Improving schools - what is the evidence?

Back to Harvey Goldstein's commentaries >>

A major part of the continuing debate about school performance centres on the detection of those institutions that are 'improving' or 'deteriorating' over time. Many feel that such detection, if it can be done, would provide useful feedback and be important when specific interventions occur, such as following an OFSTED inspection. Past attempts to do this have relied upon crude measures of performance based upon exam scores or test results that take no account of the possibility that changes in pupils' intake characteristics may be responsible for what is observed. To rectify this, 'value added' analyses have been suggested which adjust for intake differences, so that fair comparisons can be made.

To investigate this, John Gray, Sally Thomas and I have carried out extensive analyses of A level (and AS level) exam results for all students in 1994-1997 – some 700,000 in 2500 maintained and private institutions, including schools, sixth form colleges and further education colleges. The data were provided by the DfEE as part of an ESRC funded project with the results to be published later this year in a special issue of the British Educational Research Journal. The value added aspect comes from linking student A level results to GCSE results used to adjust for different achievements at the start of A level courses.

The first 'raw' set of analyses, not involving a value added element, looked at the average A level scores for each institution in each year. From year to year the between-school correlation of A level scores was very high, about 0.94, dropping to about 0.88 across a three year gap, between 1994 and 1997. When a value added analysis was carried out, however, the corresponding correlations were about 0.75 and 0.55. This reflects the fact that over time institutions will tend to maintain the achievement level of their intakes, but that once this is allowed for, the progress made by students during the 2 year A level course is less predictable from year to year.

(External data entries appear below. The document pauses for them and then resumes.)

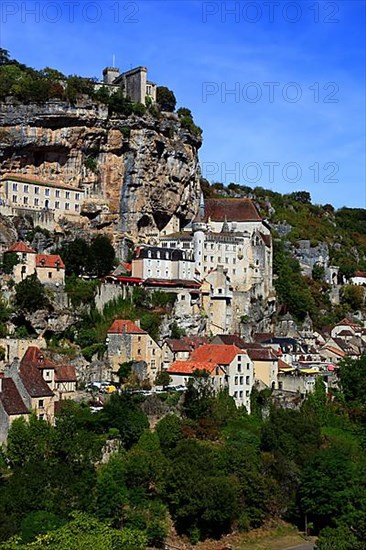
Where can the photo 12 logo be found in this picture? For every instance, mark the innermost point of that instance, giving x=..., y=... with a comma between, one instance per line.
x=271, y=92
x=68, y=11
x=270, y=172
x=255, y=12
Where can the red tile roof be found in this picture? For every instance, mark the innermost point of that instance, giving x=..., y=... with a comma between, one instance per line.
x=263, y=336
x=21, y=247
x=335, y=351
x=49, y=261
x=240, y=210
x=219, y=354
x=11, y=398
x=120, y=326
x=33, y=381
x=178, y=345
x=195, y=341
x=348, y=323
x=262, y=354
x=35, y=357
x=65, y=373
x=189, y=367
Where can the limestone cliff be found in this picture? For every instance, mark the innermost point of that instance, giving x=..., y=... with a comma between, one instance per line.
x=139, y=172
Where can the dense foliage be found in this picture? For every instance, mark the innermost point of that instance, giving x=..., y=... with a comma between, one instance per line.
x=212, y=469
x=293, y=217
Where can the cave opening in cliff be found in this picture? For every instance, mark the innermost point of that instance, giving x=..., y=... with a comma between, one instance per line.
x=144, y=221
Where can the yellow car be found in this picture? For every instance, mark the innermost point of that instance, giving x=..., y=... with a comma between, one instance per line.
x=110, y=389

The next set of analyses looked at the overall performance trend for each institution over the four years. For both the 'raw' and value added analyses, only a small minority (less than 10% in the value added case) of institutions had trends that could be separated statistically from the average trend. This echoes the common finding of school effectiveness studies of single cohorts that find large 'confidence intervals' meaning that performance for most institutions is indistinguishable from the average. These findings are underlined in another analysis, where the value added trend calculated from the first three years was used to predict the year 4 value added score, resulting in a correlation of only 0.51.

The implications from all these analyses seem fairly clear, and the existing evidence is that the general conclusions from this study of A level results apply also to other stages of schooling. As is now generally accepted, 'raw' unadjusted comparisons (league tables) are misleading measures of the effectiveness of institutions. Nevertheless, even where value added analyses are available, past performance is not a very precise predictor of future performance. Thus, if a parent or pupil wished to use the most recent value added scores for institutions in order to make a choice, they face a dilemma: the correlation between the most recent scores and the value added scores at the end of the future 2-year A level courses is the 3-year correlation of just 0.55, and this imposes an inherent constraint upon any advice that can be given to parents and others about choosing institutions on the basis of their 'effectiveness'.

Only a minority of institutions can be detected as consistently 'improving' or 'deteriorating' over time. Thus, crude improvement indicator league tables that purport to compare institutions across time will be misleading, as are the existing league tables. Even if based upon value added analyses, the provision of confidence intervals will show just how imprecise such comparisons really are.

In the case of interventions by Government or other bodies, making judgements about changes in performance needs to be based upon value added analyses and also to take account of the considerable lack of precision that we have shown. There are also, of course, important implications for the use of 'improvement' measures in the implementation of performance related pay and the DfEE, (March 2001) cash awards to schools based upon unadjusted trends.

If government is truly concerned about evidence based policy then it should take careful note of these findings, and especially should take the opportunity to tell the public the whole story about the limitations of performance measures.

Harvey Goldstein, Institute of Education